Ministre d'État (1976-1982 et 1994-2003)
En 1976, le gouvernement de René Lévesque crée une nouvelle fonction, celle de ministre d'État. Ses responsabilités en matière de coordination et de développement des grandes politiques publiques que le gouvernement voulait mettre en place sont majeures3. Les ministres d'État sont notamment présidents des différents comités ministériels qui assistent le Conseil exécutif. Ils siègent au Comité des priorités. Les titulaires n'assument pas de responsabilités administratives, ce qui leur permet de consacrer l'ensemble de leurs efforts aux grands dossiers. Cette structure a été abandonnée en 19824. Pour Louis Bernard, qui fut secrétaire général du gouvernement pendant cette période :
Sans l'existence des ministres d'État, il aurait été beaucoup plus ardu de donner toute son ampleur au système des comités ministériels et au processus de coordination collective que nous connaissons maintenant. Les habitudes de travail qui se sont alors développées (neutralité du président, analyse technique du secrétariat, médiation en cas d'impasse) ont permis à ce système de survivre au remplacement des ministres d'État par des présidents ayant la direction d'un ministère5.
Cette formule a été reprise partiellement en 1994 (cabinet Parizeau) et s'est étendue à compter de 1996 (cabinets Bouchard et Landry). Toutefois, à la différence de 1976, ces ministres d'État exercent également des responsabilités administratives et budgétaires étendues puisqu'ils occupent simultanément un poste de ministre en titre ou se voient confier par décret des fonctions administratives qui relèvent d'un ministre en titre. Ils exercent donc les fonctions les plus importantes et occupent les premiers rangs dans l'ordre protocolaire. Cette structure a été abandonnée en 2003.
Historique de la fonction
Depuis toujours, celui qui incarne l'autorité suprême dans une société s'entoure de personnes de confiance pour le conseiller et accomplir certaines tâches. Ceux qui occupent ces fonctions auprès d'un souverain sont appelés ministres.
C'est avec l'Acte d'Union (1841-1867) que les tâches des conseillers du gouverneur se spécialiseront et que certains des membres du Conseil exécutif seront désignés comme chef, premier fonctionnaire, d'une responsabilité administrative précise. Le terme générique ministre ne sera toutefois pas utilisé, à une exception près, au profit du nom de la charge telle que celle de procureur général, de solliciteur général, de secrétaire provincial, de receveur général et inspecteur général, des fonctions habituelles d'une administration. Les responsables des terres de la Couronne et des travaux publics portent le titre de commissaire, alors que celui qui s'occupe de l'agriculture est désigné comme ministre.

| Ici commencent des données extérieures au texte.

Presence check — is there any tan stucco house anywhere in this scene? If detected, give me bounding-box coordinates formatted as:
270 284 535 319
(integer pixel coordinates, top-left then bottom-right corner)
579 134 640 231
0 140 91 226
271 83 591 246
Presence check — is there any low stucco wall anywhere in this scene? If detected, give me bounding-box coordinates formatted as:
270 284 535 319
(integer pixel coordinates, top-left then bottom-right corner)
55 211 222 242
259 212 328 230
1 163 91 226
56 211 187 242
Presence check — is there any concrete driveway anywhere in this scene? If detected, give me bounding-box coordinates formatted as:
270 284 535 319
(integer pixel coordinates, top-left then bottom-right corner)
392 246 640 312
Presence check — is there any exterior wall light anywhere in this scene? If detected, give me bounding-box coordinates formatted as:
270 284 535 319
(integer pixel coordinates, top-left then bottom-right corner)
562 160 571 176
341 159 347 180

Le titre de « commissaire », qui se définit comme étant le représentant de l'autorité suprême, révèle assez bien le fonctionnement du Conseil exécutif dans la période de l'Union, où le pouvoir discrétionnaire du gouverneur en conseil limite les responsabilités individuelles des membres du conseil6. Au Canada, le titre de commissaire est abandonné au profit de ministre dès 18677.

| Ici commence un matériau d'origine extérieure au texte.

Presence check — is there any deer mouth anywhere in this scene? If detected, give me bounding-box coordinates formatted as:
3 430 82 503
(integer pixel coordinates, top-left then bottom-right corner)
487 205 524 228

Pour le Québec et l'Ontario, l'Acte de l'Amérique du Nord britannique détermine les fonctionnaires responsables des « départements » qui pourront être nommés jusqu'au moment où ces provinces en ordonneront autrement. Dans cette nomenclature, aucun ne porte le titre de ministre. En 1868, Pierre-Joseph-Olivier Chauveau fait adopter une loi créant la fonction de ministre de l'Instruction publique, poste qu'il se réserve afin de bien marquer la valeur qu'il accorde à l'éducation8. Cependant, ce poste sera aboli en 1876, soit durant la période où la province de l'Ontario se dote d'un ministère de l'Éducation.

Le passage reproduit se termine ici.